Its not that there is no money.   I already explained that there is always money.  Money…is like energy.  It cannot ever be destroyed.  It can change forms… its velocity can change.  But it cannot be destroyed.  The problem is… our system is so screwed up through fiat and leverage… that we can’t even measure the money supply any more.  Come Vox… be sensible… you’re absolutely right to point out that the leverage can’t be ignored… but you were wrong to suggest that the fiat aspects can.  Now tell us Vox…  What IS the best way to measure the abomination posing as the US money supply?  He asked knowingly…

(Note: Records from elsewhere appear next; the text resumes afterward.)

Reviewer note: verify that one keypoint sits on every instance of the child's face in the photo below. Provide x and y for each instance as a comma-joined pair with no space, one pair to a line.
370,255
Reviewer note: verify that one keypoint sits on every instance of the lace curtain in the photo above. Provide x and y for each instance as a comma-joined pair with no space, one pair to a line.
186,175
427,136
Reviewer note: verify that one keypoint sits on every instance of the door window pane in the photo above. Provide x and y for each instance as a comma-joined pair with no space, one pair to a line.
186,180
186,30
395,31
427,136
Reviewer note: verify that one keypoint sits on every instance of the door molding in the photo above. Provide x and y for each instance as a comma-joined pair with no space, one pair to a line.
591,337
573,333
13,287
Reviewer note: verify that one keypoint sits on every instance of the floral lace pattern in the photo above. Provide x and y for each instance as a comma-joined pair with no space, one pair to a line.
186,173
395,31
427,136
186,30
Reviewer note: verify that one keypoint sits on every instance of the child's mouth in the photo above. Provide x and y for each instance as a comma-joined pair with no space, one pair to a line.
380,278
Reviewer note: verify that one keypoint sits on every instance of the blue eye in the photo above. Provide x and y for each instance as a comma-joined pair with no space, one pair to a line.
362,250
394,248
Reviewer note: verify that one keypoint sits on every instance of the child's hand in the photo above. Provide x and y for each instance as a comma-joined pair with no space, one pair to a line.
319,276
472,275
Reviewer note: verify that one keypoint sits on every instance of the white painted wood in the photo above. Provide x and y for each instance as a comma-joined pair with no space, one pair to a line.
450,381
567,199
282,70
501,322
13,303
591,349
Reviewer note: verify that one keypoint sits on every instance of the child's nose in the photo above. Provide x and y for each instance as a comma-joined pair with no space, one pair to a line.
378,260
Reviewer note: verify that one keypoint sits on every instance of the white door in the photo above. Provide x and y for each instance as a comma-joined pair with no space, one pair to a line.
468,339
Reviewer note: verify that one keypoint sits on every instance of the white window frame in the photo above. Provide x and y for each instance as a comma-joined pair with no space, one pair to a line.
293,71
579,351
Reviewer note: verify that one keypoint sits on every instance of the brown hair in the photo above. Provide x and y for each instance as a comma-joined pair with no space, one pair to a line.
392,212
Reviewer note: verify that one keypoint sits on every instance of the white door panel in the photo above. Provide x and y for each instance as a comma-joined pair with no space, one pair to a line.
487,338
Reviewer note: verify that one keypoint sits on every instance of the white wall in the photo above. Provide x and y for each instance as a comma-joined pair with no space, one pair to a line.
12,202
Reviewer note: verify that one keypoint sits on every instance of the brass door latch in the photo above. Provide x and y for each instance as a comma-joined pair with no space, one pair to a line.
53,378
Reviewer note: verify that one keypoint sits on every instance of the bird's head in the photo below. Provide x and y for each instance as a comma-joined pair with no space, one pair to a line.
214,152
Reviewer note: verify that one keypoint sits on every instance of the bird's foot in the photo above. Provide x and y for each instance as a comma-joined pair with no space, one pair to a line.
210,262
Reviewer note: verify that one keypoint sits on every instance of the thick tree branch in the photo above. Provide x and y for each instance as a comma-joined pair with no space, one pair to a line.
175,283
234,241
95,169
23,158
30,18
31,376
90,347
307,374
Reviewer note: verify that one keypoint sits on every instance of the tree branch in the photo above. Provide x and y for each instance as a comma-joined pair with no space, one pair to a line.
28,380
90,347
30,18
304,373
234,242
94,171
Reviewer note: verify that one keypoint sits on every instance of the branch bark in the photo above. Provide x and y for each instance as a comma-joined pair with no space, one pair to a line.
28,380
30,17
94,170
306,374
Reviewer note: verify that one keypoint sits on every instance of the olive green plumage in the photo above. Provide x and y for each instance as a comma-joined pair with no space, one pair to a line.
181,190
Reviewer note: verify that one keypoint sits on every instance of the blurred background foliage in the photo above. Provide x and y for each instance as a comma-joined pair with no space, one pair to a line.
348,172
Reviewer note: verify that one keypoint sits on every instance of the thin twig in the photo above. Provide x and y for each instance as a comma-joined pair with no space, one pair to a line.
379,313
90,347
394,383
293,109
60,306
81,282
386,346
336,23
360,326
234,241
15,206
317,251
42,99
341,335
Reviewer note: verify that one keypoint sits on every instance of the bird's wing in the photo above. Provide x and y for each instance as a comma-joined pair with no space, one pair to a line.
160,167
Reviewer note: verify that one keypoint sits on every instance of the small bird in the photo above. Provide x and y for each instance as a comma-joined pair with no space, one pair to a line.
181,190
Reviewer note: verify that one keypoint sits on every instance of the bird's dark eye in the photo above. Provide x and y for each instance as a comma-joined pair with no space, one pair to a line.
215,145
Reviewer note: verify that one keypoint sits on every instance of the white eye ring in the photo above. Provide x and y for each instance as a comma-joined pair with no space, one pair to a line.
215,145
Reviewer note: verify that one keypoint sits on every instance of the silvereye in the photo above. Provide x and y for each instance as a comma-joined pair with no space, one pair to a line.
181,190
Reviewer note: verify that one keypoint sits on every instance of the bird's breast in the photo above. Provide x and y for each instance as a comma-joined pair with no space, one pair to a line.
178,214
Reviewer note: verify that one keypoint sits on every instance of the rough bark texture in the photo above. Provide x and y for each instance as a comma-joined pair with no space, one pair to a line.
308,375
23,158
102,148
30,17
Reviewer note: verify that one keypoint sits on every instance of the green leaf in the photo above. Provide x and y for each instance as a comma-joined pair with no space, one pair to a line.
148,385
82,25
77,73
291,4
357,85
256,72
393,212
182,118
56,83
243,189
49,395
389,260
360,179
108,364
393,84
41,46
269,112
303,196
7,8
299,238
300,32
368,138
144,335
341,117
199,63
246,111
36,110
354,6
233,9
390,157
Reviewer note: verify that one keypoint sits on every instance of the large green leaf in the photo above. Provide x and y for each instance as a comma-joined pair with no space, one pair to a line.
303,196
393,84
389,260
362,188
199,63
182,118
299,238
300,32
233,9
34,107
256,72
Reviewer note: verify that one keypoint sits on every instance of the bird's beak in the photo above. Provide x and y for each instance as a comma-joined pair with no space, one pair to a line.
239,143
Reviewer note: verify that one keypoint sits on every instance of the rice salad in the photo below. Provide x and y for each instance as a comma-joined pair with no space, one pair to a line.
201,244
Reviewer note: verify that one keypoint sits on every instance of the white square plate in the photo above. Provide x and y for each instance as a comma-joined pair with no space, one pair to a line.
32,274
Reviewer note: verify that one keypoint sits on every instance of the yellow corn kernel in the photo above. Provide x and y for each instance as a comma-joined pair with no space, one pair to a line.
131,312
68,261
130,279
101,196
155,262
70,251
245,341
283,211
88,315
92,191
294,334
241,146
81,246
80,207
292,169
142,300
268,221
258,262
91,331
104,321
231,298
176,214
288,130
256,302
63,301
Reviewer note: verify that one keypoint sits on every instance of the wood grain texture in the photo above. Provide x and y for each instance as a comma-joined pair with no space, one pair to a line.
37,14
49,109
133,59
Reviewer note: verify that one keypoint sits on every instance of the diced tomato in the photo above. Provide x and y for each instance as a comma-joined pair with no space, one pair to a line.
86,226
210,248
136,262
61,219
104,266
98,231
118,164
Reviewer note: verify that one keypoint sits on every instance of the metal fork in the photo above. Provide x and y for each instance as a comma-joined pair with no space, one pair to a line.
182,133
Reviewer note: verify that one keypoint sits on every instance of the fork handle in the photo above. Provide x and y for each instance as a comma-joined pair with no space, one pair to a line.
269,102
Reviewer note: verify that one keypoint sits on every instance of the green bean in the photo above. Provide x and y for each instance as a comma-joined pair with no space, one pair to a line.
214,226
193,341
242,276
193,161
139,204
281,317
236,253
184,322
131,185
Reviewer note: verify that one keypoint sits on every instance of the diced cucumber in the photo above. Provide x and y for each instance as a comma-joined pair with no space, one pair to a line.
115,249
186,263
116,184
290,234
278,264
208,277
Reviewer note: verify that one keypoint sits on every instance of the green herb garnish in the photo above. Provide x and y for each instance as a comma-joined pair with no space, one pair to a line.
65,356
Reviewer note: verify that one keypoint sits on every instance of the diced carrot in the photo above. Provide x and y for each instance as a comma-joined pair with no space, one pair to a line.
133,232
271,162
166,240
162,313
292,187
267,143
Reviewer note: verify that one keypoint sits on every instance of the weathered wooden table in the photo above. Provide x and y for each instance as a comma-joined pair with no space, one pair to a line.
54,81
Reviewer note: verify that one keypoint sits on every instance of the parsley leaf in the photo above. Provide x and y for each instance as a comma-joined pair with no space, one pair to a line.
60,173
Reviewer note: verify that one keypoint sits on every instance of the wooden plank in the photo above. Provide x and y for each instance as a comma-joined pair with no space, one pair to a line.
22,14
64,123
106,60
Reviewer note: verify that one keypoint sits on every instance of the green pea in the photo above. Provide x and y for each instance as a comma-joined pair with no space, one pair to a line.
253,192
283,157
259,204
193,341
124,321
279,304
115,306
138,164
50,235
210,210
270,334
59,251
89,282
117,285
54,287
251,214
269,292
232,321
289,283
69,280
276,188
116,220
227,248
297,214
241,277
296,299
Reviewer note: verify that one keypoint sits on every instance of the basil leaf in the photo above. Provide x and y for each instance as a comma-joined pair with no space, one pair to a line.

First, I’ll point out that since we have a system “in which the actual transfer of money has been completely superseded by fiduciary media”, it doesn’t matter that we can’t measure the money supply anymore.  Because we’re no longer using actual money, we are merely using possibility of money in order to support the extensive system of potential claims to theoretical future money.  Or, as Nate rightly calls it, a financial abomination.  As strange as this sounds, it was anticipated at least 101 years ago, as Mises notes:

“Use is made of money, but not physical use of actually existing money or money substitutes. Money which is not present performs an economic function; it has its effect solely by reason of the possibility of its being able to be present.”

In answer to Nate’s question, the best way is to measure the sum total of all the current outstanding claims.  This is approximated in the Federal Reserve’s Z1 Flow of Funds Accounts, specifically the L1 credit market debt outstanding report.  And it is the expansion of this supply, though not strictly speaking “inflation” per se, that effects exchange value and therefore the prices of goods and services.